Voden shrugged. “Figured it was worth a try. Maybe you had loosened it a bit.” He smiled weakly at Andar.
They let the words evaporate into silence, hoping to find an escape from the dreary territory. The tangle of trees seemed to have stooped in towards them, creaking back into place as Voden shot them suspicious glares. They almost groped to taste Voden’s fear. He tried to give an ounce more of focus to the door, hoping his desire to return to the other side—his desire to hold Yael again—would awaken some sort of magic. But he knew, even more now that the trees felt to be kissing his neck, he was far away from any sort of fairytale that would grant his wish.

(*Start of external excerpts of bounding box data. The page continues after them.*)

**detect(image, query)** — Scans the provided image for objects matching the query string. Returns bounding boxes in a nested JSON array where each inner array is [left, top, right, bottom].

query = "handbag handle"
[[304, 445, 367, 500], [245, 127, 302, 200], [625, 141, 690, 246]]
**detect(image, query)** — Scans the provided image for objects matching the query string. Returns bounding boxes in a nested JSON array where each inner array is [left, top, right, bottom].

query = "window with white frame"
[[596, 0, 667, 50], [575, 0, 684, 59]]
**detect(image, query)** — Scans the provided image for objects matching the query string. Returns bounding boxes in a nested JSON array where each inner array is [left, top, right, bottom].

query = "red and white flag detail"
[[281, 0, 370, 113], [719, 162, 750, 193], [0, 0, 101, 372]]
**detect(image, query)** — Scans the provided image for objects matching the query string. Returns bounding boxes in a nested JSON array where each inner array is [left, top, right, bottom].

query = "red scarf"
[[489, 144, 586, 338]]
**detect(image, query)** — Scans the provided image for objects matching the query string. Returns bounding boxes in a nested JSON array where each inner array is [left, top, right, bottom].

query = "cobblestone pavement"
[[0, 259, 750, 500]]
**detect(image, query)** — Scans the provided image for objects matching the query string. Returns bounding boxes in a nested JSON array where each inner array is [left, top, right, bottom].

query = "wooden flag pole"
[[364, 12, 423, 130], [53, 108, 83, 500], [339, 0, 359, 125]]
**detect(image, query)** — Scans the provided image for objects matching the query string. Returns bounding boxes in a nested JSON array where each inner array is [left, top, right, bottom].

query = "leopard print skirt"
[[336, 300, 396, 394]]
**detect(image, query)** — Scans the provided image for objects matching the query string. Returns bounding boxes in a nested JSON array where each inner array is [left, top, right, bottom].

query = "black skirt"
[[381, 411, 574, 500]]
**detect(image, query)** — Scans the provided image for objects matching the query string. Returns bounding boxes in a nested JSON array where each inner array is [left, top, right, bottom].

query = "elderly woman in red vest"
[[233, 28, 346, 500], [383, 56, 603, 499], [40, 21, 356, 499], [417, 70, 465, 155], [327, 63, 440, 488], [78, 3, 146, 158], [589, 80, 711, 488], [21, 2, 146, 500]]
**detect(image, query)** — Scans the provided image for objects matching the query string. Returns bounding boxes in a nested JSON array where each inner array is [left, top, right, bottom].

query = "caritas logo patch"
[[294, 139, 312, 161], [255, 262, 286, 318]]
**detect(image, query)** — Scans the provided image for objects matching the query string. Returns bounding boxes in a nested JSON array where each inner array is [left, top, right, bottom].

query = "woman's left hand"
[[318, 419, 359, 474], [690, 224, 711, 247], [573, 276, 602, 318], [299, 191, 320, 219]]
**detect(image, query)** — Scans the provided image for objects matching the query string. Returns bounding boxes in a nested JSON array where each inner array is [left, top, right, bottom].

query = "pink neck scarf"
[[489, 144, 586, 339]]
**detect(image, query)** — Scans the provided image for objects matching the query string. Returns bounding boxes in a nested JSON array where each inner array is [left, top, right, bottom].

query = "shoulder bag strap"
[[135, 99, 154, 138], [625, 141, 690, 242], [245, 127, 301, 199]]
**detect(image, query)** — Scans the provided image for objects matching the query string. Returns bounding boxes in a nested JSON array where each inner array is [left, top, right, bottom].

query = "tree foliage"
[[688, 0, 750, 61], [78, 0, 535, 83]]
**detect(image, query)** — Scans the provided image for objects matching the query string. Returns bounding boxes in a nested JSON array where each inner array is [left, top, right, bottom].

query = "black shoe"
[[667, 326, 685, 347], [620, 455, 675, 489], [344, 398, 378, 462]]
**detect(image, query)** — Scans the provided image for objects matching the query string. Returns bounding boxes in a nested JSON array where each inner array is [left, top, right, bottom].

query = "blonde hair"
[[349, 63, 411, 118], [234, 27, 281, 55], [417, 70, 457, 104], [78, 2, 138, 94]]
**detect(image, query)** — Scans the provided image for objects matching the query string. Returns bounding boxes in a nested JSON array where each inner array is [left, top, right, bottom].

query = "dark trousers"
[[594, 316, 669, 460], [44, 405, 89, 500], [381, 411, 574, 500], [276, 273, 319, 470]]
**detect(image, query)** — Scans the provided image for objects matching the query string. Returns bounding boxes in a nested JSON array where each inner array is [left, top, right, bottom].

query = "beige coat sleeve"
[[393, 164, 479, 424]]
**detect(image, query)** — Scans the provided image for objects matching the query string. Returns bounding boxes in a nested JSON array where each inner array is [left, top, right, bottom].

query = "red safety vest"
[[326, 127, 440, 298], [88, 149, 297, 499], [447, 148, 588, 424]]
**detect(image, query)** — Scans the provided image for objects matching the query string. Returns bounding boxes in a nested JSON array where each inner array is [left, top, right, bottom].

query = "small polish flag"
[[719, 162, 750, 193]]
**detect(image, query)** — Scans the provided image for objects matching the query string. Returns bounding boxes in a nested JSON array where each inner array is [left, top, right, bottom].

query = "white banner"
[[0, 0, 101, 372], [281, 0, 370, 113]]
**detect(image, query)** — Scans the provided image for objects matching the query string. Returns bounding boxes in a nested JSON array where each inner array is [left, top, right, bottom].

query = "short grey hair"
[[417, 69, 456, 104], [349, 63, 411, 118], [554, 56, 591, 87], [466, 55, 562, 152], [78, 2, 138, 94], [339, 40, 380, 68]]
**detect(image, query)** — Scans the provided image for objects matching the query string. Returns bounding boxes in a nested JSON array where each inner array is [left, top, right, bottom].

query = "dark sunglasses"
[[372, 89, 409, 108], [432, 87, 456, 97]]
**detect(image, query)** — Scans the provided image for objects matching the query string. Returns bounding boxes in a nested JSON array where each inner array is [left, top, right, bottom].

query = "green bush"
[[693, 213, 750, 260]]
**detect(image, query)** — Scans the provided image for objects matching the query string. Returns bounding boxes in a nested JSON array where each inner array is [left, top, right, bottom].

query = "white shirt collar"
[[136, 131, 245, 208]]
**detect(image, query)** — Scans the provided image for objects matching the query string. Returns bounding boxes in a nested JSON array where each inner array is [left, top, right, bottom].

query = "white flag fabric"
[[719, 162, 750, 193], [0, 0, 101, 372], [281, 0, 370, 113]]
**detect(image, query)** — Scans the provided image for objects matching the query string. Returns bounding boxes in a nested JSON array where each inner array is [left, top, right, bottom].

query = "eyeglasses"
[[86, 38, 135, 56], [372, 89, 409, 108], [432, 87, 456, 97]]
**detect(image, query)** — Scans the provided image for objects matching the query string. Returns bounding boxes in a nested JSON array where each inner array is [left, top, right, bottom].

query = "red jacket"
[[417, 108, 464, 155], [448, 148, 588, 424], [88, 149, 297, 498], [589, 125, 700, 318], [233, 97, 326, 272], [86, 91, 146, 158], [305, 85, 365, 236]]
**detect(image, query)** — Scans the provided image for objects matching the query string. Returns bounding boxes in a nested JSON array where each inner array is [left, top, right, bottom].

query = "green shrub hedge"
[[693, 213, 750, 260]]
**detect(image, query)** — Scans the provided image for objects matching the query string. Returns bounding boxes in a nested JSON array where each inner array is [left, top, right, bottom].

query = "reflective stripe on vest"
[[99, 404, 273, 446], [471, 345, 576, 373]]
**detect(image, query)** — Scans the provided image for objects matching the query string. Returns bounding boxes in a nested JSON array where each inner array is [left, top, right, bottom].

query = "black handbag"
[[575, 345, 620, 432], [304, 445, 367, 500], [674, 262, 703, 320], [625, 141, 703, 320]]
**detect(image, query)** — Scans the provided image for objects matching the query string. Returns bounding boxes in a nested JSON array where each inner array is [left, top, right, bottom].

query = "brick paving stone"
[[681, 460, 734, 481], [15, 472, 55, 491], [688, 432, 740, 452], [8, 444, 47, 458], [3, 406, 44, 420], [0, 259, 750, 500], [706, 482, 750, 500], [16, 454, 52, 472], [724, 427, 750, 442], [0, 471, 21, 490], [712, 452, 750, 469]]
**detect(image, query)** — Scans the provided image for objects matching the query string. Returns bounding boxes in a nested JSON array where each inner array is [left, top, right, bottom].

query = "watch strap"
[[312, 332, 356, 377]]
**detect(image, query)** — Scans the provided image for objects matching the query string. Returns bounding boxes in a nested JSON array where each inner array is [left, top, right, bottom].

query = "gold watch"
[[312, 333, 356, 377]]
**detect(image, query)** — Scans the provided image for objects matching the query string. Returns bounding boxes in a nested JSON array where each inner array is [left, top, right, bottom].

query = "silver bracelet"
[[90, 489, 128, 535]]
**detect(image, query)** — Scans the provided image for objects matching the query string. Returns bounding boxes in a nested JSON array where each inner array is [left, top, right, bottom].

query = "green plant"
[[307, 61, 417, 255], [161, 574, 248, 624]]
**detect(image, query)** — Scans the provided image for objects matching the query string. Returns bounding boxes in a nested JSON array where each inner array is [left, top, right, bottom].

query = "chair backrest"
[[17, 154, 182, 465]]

He looked at the ancient sentries. They were demons to him, breathing a frothy fog from the roots which covered the loose dirt around t
hem, following those they wished to torment. The branches of the ashen trees had worked for eons to asphyxiate the sky, choking out the hue of deep purple that should have been canvased across it, now only slate, saturating the shades with banality.
“What do we do, then?” Voden finally asked.
“I don’t know, Voden,” Andar sighed. His voice was tired, fed-up, it seemed, with the whole adventure. He kicked the dirt, his eyes cutting around the trees, until he finally pointed through them. “I guess that is as good of a direction as any.” He lifted his bag and threw it on his shoulder, handing Voden his. He also handed Voden the cube. “Take this, too. It’s yours to do what you will, but I wouldn’t keep it. Maybe it lost its usefulness, maybe not.” Voden let Andar drop it in his hand, unable to decide what to do with it before Andar walked off into the haze.
It was a crooked, lanky trail, covered in dead leaves and broken sticks, rolling over the lumps of earth that hardly covered the mangy roots of the equally deranged trees. It fell back through the disheveled hills of broken slate, which appeared only slightly more promising than finding a way to break open the stone door.
“You think this will lead us back around?” Voden asked as they began to walk the path.
Andar remained quiet for a moment, as if dumbfounded by Voden’s question. “I don’t know. It’s hard to really say, considering the door only seems to respond to the arcane, so I rather doubt it. I can’t imagine we are going back. We just need to get out.” Andar sighed, rubbing his face in distress. “I’m sorry, this place…something about it stresses me out. I feel like I’m being soaked in dread.” He stroked the polygons on his arm, as if trying to calm the constricting shapes, urging the dull light to fade.
Voden watched him caress the metallic gauntlet, realizing he was without any sort of protection. “Should have brought a knife,” he muttered, reprimanding himself.